WTI recovers $85.00 despite central banks’ hawkish week, EIA inventory data at a glance
- Oil prices broke above the critical $85.00 hurdle as the “value buy” component kicked in.
- The unchanged PBOC policy will keep China’s oil demand intact.
- The Fed’s policy and guidance on interest rates will remain in focus.
West Texas Intermediate (WTI) futures on NYMEX rebounded strongly after slipping to near $82.00 on Monday. The asset experienced a unique buy pattern and recaptured the critical $85.00 hurdle. Oil prices have now turned sideways in the $84.78-85.63 range and are preparing for a further rise towards the $90.00 round resistance.
Investors shrugged off clouds of uncertainty over oil demand ahead of an interest rate decision by various members of the G-7 group. To rein in runaway inflation, central banks are braced for a new round of rate hikes and hawkish lending rate stances. Undoubtedly, the decision will reduce oil demand projections.
A component of value buying has resulted in reactive buying for Oil, but this requires significant catalysts to sustain the rally.

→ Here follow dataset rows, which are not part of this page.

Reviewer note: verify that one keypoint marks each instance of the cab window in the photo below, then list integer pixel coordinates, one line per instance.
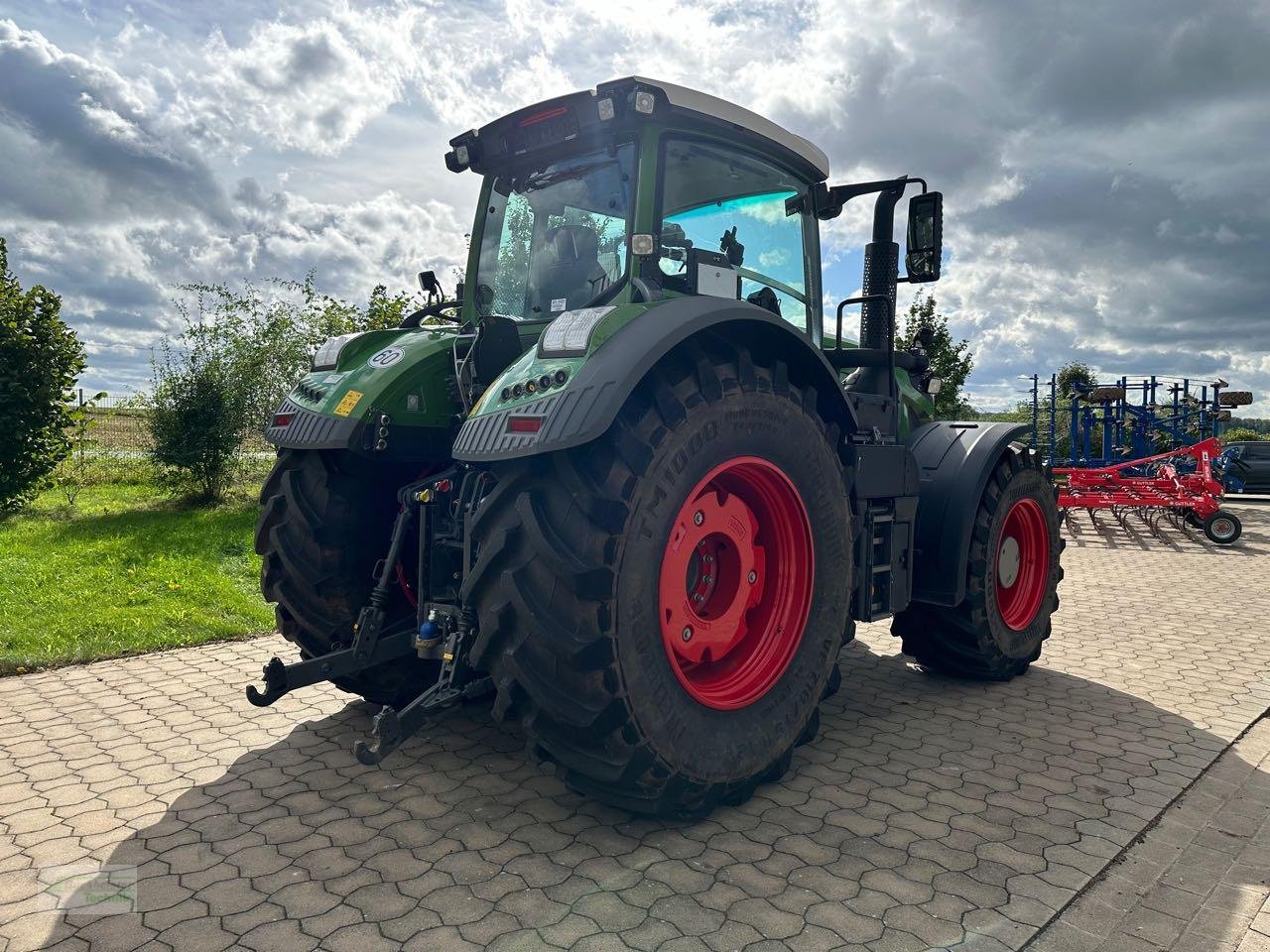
(717, 199)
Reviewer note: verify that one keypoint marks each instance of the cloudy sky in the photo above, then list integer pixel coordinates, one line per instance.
(1105, 166)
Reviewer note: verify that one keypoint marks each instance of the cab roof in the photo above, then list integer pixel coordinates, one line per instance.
(722, 111)
(580, 116)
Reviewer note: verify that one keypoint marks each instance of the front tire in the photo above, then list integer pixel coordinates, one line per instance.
(325, 518)
(1011, 581)
(583, 588)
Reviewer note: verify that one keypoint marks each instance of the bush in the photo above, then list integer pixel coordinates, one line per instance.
(40, 362)
(238, 356)
(198, 419)
(1241, 434)
(267, 334)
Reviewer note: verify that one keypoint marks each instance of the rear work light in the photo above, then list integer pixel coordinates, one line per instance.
(524, 424)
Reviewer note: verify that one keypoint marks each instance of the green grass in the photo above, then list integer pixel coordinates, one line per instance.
(125, 570)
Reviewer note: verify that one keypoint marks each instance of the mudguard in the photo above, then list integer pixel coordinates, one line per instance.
(588, 405)
(953, 462)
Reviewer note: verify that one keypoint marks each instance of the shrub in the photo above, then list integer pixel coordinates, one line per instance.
(40, 362)
(198, 419)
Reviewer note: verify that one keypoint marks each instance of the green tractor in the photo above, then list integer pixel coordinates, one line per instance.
(624, 481)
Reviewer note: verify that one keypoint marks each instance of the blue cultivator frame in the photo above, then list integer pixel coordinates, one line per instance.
(1129, 419)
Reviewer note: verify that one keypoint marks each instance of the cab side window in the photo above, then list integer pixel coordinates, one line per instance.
(725, 200)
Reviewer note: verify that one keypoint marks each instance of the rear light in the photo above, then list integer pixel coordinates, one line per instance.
(544, 116)
(524, 424)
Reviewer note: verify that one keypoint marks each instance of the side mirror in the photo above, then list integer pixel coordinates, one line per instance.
(429, 284)
(925, 238)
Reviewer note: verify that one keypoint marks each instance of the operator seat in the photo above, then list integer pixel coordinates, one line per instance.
(567, 268)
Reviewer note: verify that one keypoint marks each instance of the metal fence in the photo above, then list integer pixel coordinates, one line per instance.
(118, 425)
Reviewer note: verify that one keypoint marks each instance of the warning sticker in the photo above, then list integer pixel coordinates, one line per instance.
(347, 403)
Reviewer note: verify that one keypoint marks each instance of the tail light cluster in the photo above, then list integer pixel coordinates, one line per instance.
(535, 385)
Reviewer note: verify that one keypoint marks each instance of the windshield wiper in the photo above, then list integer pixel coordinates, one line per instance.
(549, 178)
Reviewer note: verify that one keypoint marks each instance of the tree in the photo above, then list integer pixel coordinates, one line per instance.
(235, 359)
(951, 361)
(1072, 373)
(266, 335)
(40, 361)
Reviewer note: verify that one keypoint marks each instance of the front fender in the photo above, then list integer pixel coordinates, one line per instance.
(601, 386)
(953, 463)
(400, 373)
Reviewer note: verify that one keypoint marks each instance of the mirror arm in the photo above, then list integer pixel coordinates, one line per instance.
(826, 200)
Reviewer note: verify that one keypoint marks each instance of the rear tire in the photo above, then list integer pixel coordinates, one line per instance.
(1223, 527)
(1011, 581)
(325, 520)
(568, 589)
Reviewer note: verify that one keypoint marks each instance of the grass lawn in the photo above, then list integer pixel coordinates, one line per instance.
(126, 570)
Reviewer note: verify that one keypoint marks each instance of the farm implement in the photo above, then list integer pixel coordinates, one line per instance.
(1179, 485)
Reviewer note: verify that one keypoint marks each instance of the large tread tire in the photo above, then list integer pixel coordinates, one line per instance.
(325, 520)
(1223, 527)
(971, 640)
(566, 589)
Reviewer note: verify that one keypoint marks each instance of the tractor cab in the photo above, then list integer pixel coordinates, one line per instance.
(642, 191)
(639, 191)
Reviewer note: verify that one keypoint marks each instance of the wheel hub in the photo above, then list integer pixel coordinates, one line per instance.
(1007, 561)
(735, 583)
(1023, 563)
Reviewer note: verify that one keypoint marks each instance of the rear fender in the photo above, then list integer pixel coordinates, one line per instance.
(599, 388)
(953, 463)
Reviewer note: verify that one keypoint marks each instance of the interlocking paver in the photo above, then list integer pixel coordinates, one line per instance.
(929, 814)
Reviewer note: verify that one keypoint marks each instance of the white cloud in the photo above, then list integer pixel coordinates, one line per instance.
(1105, 179)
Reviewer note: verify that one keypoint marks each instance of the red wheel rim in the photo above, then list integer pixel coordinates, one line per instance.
(735, 583)
(1023, 563)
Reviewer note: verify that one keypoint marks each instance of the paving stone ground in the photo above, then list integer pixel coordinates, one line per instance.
(1198, 881)
(929, 814)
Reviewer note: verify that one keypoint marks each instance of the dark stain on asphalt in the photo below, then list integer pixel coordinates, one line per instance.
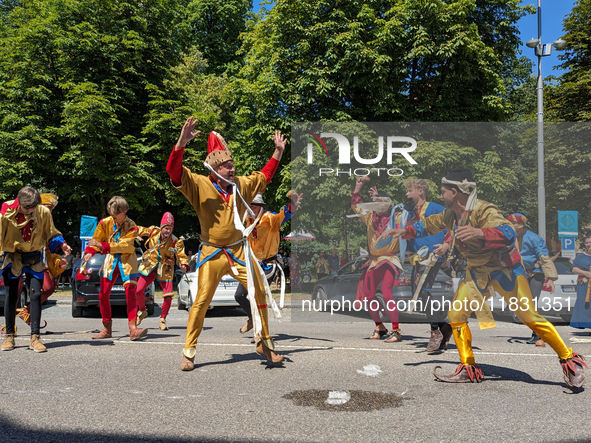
(361, 401)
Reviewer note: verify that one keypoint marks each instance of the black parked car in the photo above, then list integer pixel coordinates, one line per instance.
(86, 287)
(343, 286)
(23, 300)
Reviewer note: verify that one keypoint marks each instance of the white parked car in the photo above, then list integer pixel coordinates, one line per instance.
(557, 304)
(224, 294)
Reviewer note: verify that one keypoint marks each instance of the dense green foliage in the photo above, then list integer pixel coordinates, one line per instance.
(93, 93)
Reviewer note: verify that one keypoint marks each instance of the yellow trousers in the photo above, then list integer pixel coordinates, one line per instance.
(210, 274)
(525, 311)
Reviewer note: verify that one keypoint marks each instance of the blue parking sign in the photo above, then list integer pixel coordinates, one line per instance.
(568, 223)
(568, 243)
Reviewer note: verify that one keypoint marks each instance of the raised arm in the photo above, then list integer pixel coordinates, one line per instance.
(175, 161)
(271, 167)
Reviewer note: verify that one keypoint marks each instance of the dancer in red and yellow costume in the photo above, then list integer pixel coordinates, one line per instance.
(26, 228)
(382, 266)
(220, 200)
(114, 237)
(158, 263)
(54, 266)
(487, 241)
(264, 241)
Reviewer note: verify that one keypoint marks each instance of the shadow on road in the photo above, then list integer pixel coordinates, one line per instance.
(14, 433)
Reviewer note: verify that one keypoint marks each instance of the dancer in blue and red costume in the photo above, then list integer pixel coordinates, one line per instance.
(487, 241)
(382, 266)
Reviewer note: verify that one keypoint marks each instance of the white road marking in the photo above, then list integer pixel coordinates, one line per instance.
(338, 398)
(370, 370)
(319, 348)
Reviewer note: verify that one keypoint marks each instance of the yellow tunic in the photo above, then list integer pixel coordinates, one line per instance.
(161, 253)
(266, 243)
(387, 252)
(53, 263)
(11, 239)
(216, 216)
(122, 249)
(480, 261)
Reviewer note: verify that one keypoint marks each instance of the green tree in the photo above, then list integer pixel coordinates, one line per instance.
(75, 84)
(570, 100)
(215, 27)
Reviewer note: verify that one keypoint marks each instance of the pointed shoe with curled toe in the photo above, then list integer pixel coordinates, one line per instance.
(272, 356)
(435, 341)
(247, 327)
(394, 336)
(8, 343)
(36, 344)
(574, 370)
(463, 374)
(447, 332)
(105, 333)
(188, 364)
(140, 316)
(136, 333)
(24, 315)
(378, 334)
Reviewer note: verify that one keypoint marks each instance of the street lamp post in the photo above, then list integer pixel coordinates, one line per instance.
(542, 50)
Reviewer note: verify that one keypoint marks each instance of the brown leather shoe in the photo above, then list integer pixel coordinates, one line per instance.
(162, 324)
(272, 356)
(106, 332)
(8, 343)
(140, 316)
(434, 341)
(188, 363)
(574, 372)
(447, 332)
(134, 332)
(36, 344)
(463, 374)
(247, 327)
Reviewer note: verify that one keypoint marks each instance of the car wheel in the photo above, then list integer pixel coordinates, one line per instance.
(319, 297)
(76, 312)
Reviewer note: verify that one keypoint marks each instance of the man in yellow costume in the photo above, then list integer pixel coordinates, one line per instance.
(487, 241)
(220, 200)
(54, 266)
(264, 241)
(114, 238)
(158, 263)
(26, 228)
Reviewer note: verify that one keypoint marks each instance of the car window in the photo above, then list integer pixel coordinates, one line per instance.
(351, 268)
(561, 268)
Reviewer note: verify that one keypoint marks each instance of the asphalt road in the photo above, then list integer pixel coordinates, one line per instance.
(115, 390)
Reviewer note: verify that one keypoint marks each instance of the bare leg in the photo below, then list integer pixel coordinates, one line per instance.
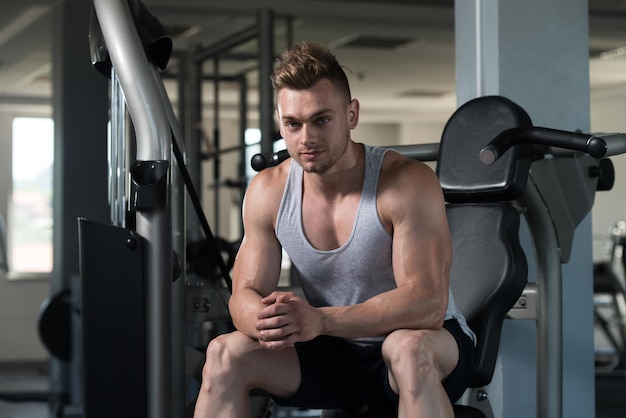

Meanwhile, the People’s Bank of China (PBOC) kept its monetary policy unchanged. The central bank kept its one-year and five-year prime rates (PLR) stable. A rate cut was expected by market participants as the economy is strict on its path of accelerating the growth rate. Moreover, China’s inflation rate fell in August, which reinforced expectations of a dovish attitude. China is the world’s largest oil importer and a stable monetary policy will keep oil demand intact.
Going forward, investors will focus on the Federal Reserve (Fed) interest rate decision. The Fed is expected to raise interest rates by a third straight hike of 75 basis points (bps). This could significantly shake the oil bulls.
In addition, oil inventory data from the Energy Information Administration (EIA) will be of utmost importance. The agency shows an accumulation of oil inventories for two weeks.